W dniu 17 maja 1898 roku o godzinie 10.00 rano ksiądz Schnapka spoczął na cmentarzu parafialnym w Mikołowie, w rzędzie grobów kapłańskich, na lewo od kapliczki cmentarnej Eiseneckerów.
Grób ks. Alojzego Schnapki w rzędzie grobów kapłańskich. Fot. A.A. Jojko (2007).
Jego stosunkowo skromny nagrobek z szarego kamienia przetrwał do dziś, choć nie ominęła go niestety barbarzyńska akcja odniemczania inskrypcji nagrobnych, jaką przeprowadzono w Mikołowie w okresie PRL. Na zabytkowym nagrobku wydrapane zostały wszystkie niemieckie wyrazy, włączając w to nawet nazwy miesięcy w datach urodzin i śmierci. Oszczędzono wyłącznie nazwisko kapłana oraz cyfry.
Zniszczone inskrypcje na nagrobku ks. Alojzego Schnapki. Fot. A.A. Jojko (2007).
Nie o tym jest jednak ten artykuł.
Otóż zaledwie kilka dni po pogrzebie w lokalnej prasie ukazały się krótkie anonse o nieco zaskakującej treści. Informowano w nich, że w dniu 23 maja 1898 roku, o godzinie 9.00 rano, na terenie parafii św. Wojciecha w Mikołowie odbędzie się publiczna aukcja, podczas której wszyscy zainteresowani będą mogli zakupić należące do zmarłego proboszcza konie, krowy, świnie, powozy, a także inne sprzęty domowe, gospodarskie i rolne.
Pod tekstem ogłoszenia podpisał się ks. Jerzy Bautzke (1867-1920), mikołowski wikariusz, który pełnił wówczas rolę wykonawcy testamentu zmarłego.
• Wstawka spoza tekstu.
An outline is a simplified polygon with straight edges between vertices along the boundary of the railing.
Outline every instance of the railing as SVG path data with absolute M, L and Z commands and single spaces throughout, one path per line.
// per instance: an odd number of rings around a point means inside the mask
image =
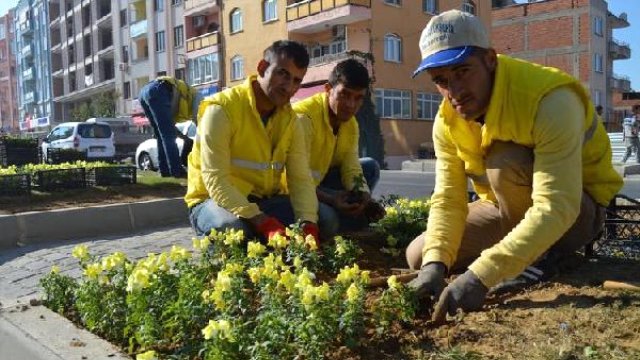
M 187 40 L 187 52 L 204 49 L 218 44 L 218 32 L 214 31 Z
M 305 0 L 287 6 L 287 21 L 318 14 L 344 5 L 371 7 L 371 0 Z
M 309 66 L 328 64 L 330 62 L 344 60 L 348 57 L 349 55 L 347 54 L 346 51 L 338 54 L 327 54 L 327 55 L 317 56 L 309 59 Z
M 184 9 L 191 10 L 202 5 L 217 6 L 218 0 L 187 0 L 184 2 Z

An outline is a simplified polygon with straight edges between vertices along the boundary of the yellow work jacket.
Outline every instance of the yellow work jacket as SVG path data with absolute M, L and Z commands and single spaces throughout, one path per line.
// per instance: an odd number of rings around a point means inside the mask
M 581 123 L 569 123 L 575 119 L 553 116 L 537 118 L 541 99 L 561 87 L 580 98 L 586 114 Z M 451 266 L 455 262 L 468 213 L 467 178 L 472 179 L 483 201 L 497 205 L 486 181 L 484 163 L 484 155 L 495 140 L 514 142 L 533 150 L 533 205 L 509 234 L 485 250 L 469 267 L 486 286 L 519 274 L 571 227 L 580 210 L 580 189 L 606 206 L 622 187 L 622 179 L 611 164 L 611 145 L 594 113 L 589 94 L 571 76 L 502 55 L 498 55 L 484 125 L 459 117 L 451 103 L 443 100 L 434 124 L 436 188 L 423 264 L 441 261 Z M 561 125 L 566 127 L 561 136 L 540 135 L 536 121 L 568 123 Z M 559 138 L 564 142 L 558 141 Z M 575 154 L 575 159 L 570 159 L 569 154 Z
M 358 159 L 358 122 L 352 117 L 340 124 L 338 134 L 333 133 L 329 121 L 329 97 L 326 92 L 315 94 L 293 104 L 305 132 L 305 143 L 309 154 L 309 167 L 316 185 L 327 175 L 330 167 L 340 168 L 340 177 L 345 189 L 353 189 L 354 177 L 362 175 Z M 369 189 L 364 184 L 368 191 Z
M 187 120 L 193 120 L 193 100 L 196 97 L 196 89 L 187 85 L 182 80 L 173 78 L 171 76 L 160 76 L 156 79 L 156 81 L 164 81 L 173 85 L 173 88 L 177 91 L 174 91 L 173 102 L 176 104 L 174 108 L 174 116 L 173 120 L 176 123 L 184 122 Z
M 281 194 L 286 168 L 296 218 L 316 222 L 318 200 L 296 114 L 287 104 L 276 109 L 265 127 L 256 110 L 253 81 L 255 76 L 201 102 L 189 155 L 187 206 L 211 198 L 236 216 L 251 218 L 260 210 L 247 197 Z

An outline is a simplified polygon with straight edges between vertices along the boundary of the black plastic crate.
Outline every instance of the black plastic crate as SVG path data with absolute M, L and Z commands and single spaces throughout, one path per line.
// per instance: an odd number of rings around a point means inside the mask
M 31 194 L 29 174 L 0 175 L 0 196 L 19 196 Z
M 47 149 L 47 163 L 49 164 L 62 164 L 65 162 L 76 162 L 78 160 L 87 160 L 87 152 L 76 149 Z
M 88 186 L 112 186 L 135 184 L 135 166 L 103 166 L 87 170 Z
M 585 252 L 588 256 L 640 259 L 640 202 L 616 195 L 607 207 L 601 236 Z
M 84 168 L 39 170 L 33 174 L 33 185 L 38 190 L 81 189 L 86 187 Z

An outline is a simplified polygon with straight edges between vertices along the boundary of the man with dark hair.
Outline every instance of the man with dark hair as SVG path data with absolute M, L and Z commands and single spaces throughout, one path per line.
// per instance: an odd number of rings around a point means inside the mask
M 384 216 L 384 209 L 371 198 L 380 166 L 372 158 L 358 159 L 355 114 L 369 82 L 364 65 L 355 59 L 344 60 L 331 71 L 324 92 L 293 105 L 305 130 L 320 218 L 326 219 L 327 226 L 320 227 L 321 238 L 339 228 L 357 230 Z
M 305 235 L 319 238 L 304 135 L 289 104 L 308 64 L 301 44 L 276 41 L 257 75 L 200 105 L 185 196 L 198 235 L 233 228 L 265 240 L 301 221 Z M 290 196 L 282 195 L 285 169 Z
M 431 18 L 420 51 L 414 76 L 426 71 L 443 102 L 429 220 L 406 255 L 420 269 L 410 285 L 438 299 L 440 322 L 479 310 L 491 288 L 516 291 L 567 266 L 599 234 L 622 178 L 575 78 L 497 55 L 480 19 L 459 10 Z M 446 284 L 451 272 L 462 275 Z

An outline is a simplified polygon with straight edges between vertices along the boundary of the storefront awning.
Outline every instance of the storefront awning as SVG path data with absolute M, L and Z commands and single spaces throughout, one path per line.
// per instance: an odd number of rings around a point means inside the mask
M 324 91 L 324 84 L 315 85 L 307 88 L 301 87 L 300 89 L 298 89 L 298 92 L 295 93 L 295 95 L 293 95 L 293 97 L 291 98 L 291 102 L 294 103 L 296 101 L 306 99 L 309 96 L 315 95 L 322 91 Z

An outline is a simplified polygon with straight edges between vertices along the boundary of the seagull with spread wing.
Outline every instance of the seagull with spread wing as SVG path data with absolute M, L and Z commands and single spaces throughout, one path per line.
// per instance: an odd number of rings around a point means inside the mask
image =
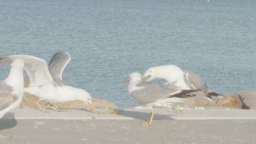
M 0 58 L 0 65 L 4 62 L 4 60 Z M 24 64 L 22 60 L 16 59 L 11 65 L 8 77 L 0 81 L 0 118 L 19 105 L 24 94 Z M 0 134 L 0 137 L 8 138 L 9 136 Z
M 154 114 L 153 109 L 171 109 L 177 104 L 187 104 L 189 100 L 184 98 L 194 96 L 188 94 L 200 90 L 184 90 L 176 86 L 143 81 L 142 75 L 137 72 L 130 74 L 129 77 L 125 82 L 130 81 L 128 92 L 132 99 L 140 105 L 146 106 L 151 109 L 149 120 L 141 123 L 141 125 L 143 126 L 152 124 Z
M 24 69 L 30 79 L 28 88 L 24 92 L 34 95 L 39 98 L 37 104 L 43 112 L 50 112 L 44 110 L 39 105 L 40 100 L 49 103 L 64 103 L 72 100 L 82 100 L 89 106 L 91 111 L 95 110 L 90 95 L 84 89 L 65 85 L 61 78 L 62 71 L 69 62 L 70 55 L 67 52 L 55 53 L 47 67 L 46 62 L 40 58 L 23 55 L 0 57 L 2 64 L 11 63 L 16 59 L 24 62 Z M 47 105 L 57 111 L 64 111 Z

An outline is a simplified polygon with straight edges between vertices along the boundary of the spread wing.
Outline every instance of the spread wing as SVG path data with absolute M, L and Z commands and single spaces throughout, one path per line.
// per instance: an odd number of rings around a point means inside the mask
M 30 87 L 39 86 L 45 83 L 53 82 L 53 78 L 49 72 L 44 60 L 33 56 L 16 55 L 0 57 L 0 65 L 11 63 L 15 59 L 20 59 L 24 62 L 24 69 L 30 79 Z
M 49 71 L 54 80 L 59 84 L 63 83 L 62 72 L 71 59 L 71 57 L 66 51 L 57 52 L 51 58 L 49 64 Z

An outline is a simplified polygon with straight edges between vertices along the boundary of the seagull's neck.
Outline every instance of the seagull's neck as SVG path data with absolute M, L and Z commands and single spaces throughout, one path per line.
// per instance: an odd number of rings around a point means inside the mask
M 24 88 L 23 67 L 11 67 L 9 76 L 4 81 L 8 85 L 13 87 L 16 92 L 19 93 L 23 91 Z
M 137 80 L 132 80 L 129 83 L 129 86 L 128 86 L 128 92 L 130 93 L 131 92 L 140 89 L 141 88 L 137 87 L 136 86 L 137 84 L 141 83 L 142 81 L 141 79 L 137 79 Z

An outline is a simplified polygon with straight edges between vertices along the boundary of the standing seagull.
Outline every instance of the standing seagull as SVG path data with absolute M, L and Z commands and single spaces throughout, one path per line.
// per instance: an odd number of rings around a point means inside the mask
M 4 60 L 0 58 L 0 65 L 3 64 L 4 64 Z M 0 81 L 0 118 L 19 105 L 24 94 L 24 64 L 21 60 L 16 59 L 11 65 L 8 77 Z M 0 137 L 8 138 L 9 136 L 0 134 Z
M 0 57 L 5 64 L 10 63 L 17 59 L 24 62 L 24 69 L 30 79 L 29 87 L 24 91 L 39 98 L 37 104 L 43 112 L 45 111 L 39 104 L 40 100 L 50 103 L 64 103 L 71 100 L 82 100 L 91 109 L 95 110 L 90 95 L 85 91 L 71 87 L 63 83 L 61 74 L 65 67 L 70 61 L 69 55 L 67 52 L 55 53 L 50 63 L 49 69 L 44 60 L 33 56 L 17 55 Z M 49 105 L 47 105 L 57 111 L 58 110 Z
M 195 92 L 195 94 L 205 98 L 211 103 L 213 101 L 211 96 L 222 96 L 211 91 L 203 79 L 199 74 L 183 70 L 174 65 L 150 68 L 142 76 L 143 78 L 145 77 L 147 78 L 148 81 L 156 78 L 161 79 L 166 81 L 165 84 L 178 86 L 184 89 L 200 89 L 201 91 Z
M 127 79 L 125 82 L 130 81 L 128 92 L 132 99 L 140 105 L 151 109 L 149 120 L 141 123 L 141 125 L 143 126 L 152 123 L 154 114 L 153 108 L 171 109 L 177 104 L 187 104 L 189 100 L 184 98 L 194 96 L 187 94 L 200 91 L 183 90 L 176 86 L 142 81 L 141 76 L 139 73 L 131 73 L 129 75 L 130 78 Z

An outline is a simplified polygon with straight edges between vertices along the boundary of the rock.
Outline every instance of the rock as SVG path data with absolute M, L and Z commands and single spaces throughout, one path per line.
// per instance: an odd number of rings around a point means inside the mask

Został on później proboszczem w Lędzinach.
Nie wiemy dziś, niestety, na jaki cel przeznaczone zostały dochody z licytacji ani też jak wiele środków udało się z niej uzyskać. Warto natomiast wyjaśnić pokrótce skąd u mikołowskiego proboszcza wzięły się w ogóle świnie, krowy, konie i sprzęty rolnicze, bowiem z dzisiejszej perspektywy nie wydaje się to bynajmniej oczywiste.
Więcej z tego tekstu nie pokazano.